L’industria illegale del fuoco: milioni di euro senza regole
Nonostante i controlli delle forze dell’ordine e le operazioni della magistratura, il mercato illegale dei fuochi continua a prosperare. Si stima che il giro d’affari superi i 50 milioni di euro l’anno solo tra Napoli e Caserta. Parte dei prodotti viene venduta in occasione di feste religiose, matrimoni e capodanno, ma sempre più spesso anche ad acquirenti stranieri. In molti casi, la produzione avviene per conto di clan o di reti criminali che usano le fabbriche clandestine anche come copertura per lo stoccaggio di esplosivi destinati ad altri usi.
Controlli inefficaci e territori abbandonati
Il caso di Ercolano è emblematico: l’edificio era già noto alle autorità per attività sospette. Alcune segnalazioni erano arrivate nel corso degli anni, ma nulla è stato fatto per fermare definitivamente quella catena di produzione. Come in molte altre periferie italiane, le responsabilità si perdono tra burocrazia lenta, mancanza di personale e scarico di competenze tra enti. Intanto, il rischio resta quotidiano. I residenti raccontano di “scoppi notturni”, odori strani, furgoni che vanno e vengono. Ma spesso si tace, per paura o per convenienza.
Un dolore che chiede giustizia vera
Le famiglie delle tre vittime non vogliono solo una condanna penale. Chiedono che questa volta la tragedia non venga archiviata come fatalità. “Non erano colpe loro – ha detto il padre delle due ragazze – erano solo andate a lavorare. Non può essere normale morire così”. Un dolore che attraversa tutta la comunità di Ercolano, colpita più volte da eventi simili. L’ultima grande esplosione risale a meno di due anni fa. Anche lì, una fabbrica abusiva. Anche lì, morti e silenzi.
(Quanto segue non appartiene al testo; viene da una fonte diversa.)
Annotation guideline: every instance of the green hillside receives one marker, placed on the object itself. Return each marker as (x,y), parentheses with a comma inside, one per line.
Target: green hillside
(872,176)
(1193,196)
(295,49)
Serve una risposta strutturale, non emergenziale
La vera sfida, ora, è politica e culturale. Non basta un’operazione di polizia o qualche arresto. Serve un piano straordinario per bonificare il territorio, dare alternative ai giovani, riportare legalità dove oggi regna la rassegnazione. Perché ogni volta che una casa esplode, non muoiono solo delle persone. Muore anche un pezzo di società civile, incapace di proteggere i suoi figli dal lavoro che uccide.